Special guardianship is an order that combines custody, guardianship, and access in one order. Special guardianship gives the permanent caregiver the right to possession of tamariki, exclusive decisions making rights and the right to control access. For guardianship, the exclusive rights of the permanent caregivers and the shared rights (with the parents) must be recorded in the order.
Custody is the right to possession of tamariki. The child generally lives with the person who has custody. If Oranga Tamariki has custody, they have the right to possession, and they place tamariki with caregivers.
Guardianship is the right to make the important decisions about a child’s life including: what school the child should attend? what kind of school should the child attend – kura kaupapa, boarding, mainstream, religious? what health care should the child have? the right to consent to or refuse medical treatment, what child’s name should be?
Mum and Dad are usually guardians. Mum is a guardian because she gave birth to the child. Dad may or may not be a guardian depending on his relationship with Mum around the time the child was born or if he is registered on the child’s birth certificate.
Even if Oranga Tamariki are granted custody of a child, the parents are still guardians unless the Family Court makes an order saying they are not. Until the Family Court does that, Oranga Tamariki are required to consult with the parents about the important decisions except where the child is placed.
Access is about having visits or contact with a child, whether that is directly (in person) or indirectly (telephone, skype, email/letters). Where a child is in the custody of other whanau or a caregiver, a person having rights of access get to visit or have contact with the child in some way. Depending on the circumstances, access may be supervised.

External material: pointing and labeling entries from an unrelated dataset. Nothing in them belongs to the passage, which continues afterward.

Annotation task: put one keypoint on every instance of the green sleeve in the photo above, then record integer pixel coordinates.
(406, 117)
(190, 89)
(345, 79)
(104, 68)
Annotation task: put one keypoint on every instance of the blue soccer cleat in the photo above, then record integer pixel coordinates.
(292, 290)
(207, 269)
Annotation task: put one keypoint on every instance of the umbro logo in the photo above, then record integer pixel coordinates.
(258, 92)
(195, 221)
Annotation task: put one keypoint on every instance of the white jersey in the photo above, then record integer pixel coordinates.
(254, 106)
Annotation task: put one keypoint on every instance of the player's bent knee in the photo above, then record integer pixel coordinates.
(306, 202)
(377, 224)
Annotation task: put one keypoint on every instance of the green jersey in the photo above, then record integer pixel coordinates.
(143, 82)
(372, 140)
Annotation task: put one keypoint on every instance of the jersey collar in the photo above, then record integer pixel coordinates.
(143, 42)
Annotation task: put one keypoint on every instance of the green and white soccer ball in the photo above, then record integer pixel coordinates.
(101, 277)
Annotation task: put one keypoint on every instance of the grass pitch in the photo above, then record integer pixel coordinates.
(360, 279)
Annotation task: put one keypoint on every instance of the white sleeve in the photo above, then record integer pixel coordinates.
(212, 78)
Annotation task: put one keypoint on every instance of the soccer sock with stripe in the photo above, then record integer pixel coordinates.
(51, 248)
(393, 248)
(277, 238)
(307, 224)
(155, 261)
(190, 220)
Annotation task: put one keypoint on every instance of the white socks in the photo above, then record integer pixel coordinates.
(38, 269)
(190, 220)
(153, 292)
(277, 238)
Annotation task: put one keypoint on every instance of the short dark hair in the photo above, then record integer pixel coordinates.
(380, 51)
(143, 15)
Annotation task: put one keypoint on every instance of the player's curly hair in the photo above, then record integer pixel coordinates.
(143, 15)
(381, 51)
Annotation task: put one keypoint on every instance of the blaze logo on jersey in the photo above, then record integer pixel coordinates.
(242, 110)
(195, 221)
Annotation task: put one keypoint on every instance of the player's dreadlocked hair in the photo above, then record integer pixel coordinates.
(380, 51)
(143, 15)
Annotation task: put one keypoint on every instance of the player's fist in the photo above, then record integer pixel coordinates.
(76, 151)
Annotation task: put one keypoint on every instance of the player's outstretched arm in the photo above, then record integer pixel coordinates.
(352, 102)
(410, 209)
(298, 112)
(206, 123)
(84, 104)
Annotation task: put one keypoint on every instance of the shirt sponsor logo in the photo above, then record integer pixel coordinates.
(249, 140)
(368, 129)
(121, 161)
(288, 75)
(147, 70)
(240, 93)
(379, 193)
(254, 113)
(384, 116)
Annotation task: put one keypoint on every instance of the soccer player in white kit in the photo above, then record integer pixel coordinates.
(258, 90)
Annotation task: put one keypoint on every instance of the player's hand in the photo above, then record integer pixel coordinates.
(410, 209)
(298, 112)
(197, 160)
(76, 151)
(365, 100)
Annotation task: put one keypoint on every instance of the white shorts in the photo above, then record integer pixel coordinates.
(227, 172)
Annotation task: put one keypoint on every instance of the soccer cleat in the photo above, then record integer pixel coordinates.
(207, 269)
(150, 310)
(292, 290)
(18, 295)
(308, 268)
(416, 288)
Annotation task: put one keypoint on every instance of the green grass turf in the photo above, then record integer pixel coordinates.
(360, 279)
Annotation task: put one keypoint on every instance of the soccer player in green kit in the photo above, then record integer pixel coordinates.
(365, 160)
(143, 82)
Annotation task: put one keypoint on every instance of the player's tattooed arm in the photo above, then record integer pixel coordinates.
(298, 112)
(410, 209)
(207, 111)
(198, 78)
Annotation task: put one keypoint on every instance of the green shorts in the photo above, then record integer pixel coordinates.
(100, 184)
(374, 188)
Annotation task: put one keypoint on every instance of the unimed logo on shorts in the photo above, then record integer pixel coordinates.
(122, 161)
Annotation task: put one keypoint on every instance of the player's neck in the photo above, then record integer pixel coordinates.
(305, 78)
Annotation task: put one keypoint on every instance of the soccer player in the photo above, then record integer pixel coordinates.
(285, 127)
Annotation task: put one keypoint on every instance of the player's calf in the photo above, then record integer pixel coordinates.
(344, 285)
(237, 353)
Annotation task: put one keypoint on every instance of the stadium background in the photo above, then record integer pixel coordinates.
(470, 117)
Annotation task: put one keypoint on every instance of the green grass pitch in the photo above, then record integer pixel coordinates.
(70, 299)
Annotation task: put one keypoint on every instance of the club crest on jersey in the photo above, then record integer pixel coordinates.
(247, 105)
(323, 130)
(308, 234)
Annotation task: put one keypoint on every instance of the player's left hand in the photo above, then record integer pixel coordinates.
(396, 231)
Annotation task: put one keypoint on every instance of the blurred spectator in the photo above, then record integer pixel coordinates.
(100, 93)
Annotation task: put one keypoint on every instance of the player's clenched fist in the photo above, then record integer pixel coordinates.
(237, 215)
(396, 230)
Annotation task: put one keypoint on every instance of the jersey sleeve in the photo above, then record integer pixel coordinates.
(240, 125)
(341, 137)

The effect of a special guardianship order is similar to an adoption order. That is:
When the Family Court give permanent caregivers exclusive decision making rights, the same rights of the existing guardians are suspended. For example, if the permanent caregivers are given the exclusive right to decide where the child lives or what the child’s name is to be, then the existing guardians’ rights to have input into where their child lives or what their name should be are suspended. The existing guardians do not have a right to challenge those decisions
The only obligation on the permanent caregiver is to advise the existing guardians that a decision has been made. That may be difficult if the existing guardians move, and the permanent caregivers do not have a forwarding address.
The access arrangements are decided by the Family Court when a special guardianship order is made. For example, the Family Court may say that access between the parents and the child is to happen 4 times a year for an hour. If that is the access order then that is what the arrangements will be until that child is 18. There is limited ability for existing guardians or whānau to change access.
Special guardianship is largely about possession of the child and suspension of parents and whānau rights. Whānau need to be aware that special guardianship may cause disconnection for tamariki with whānau.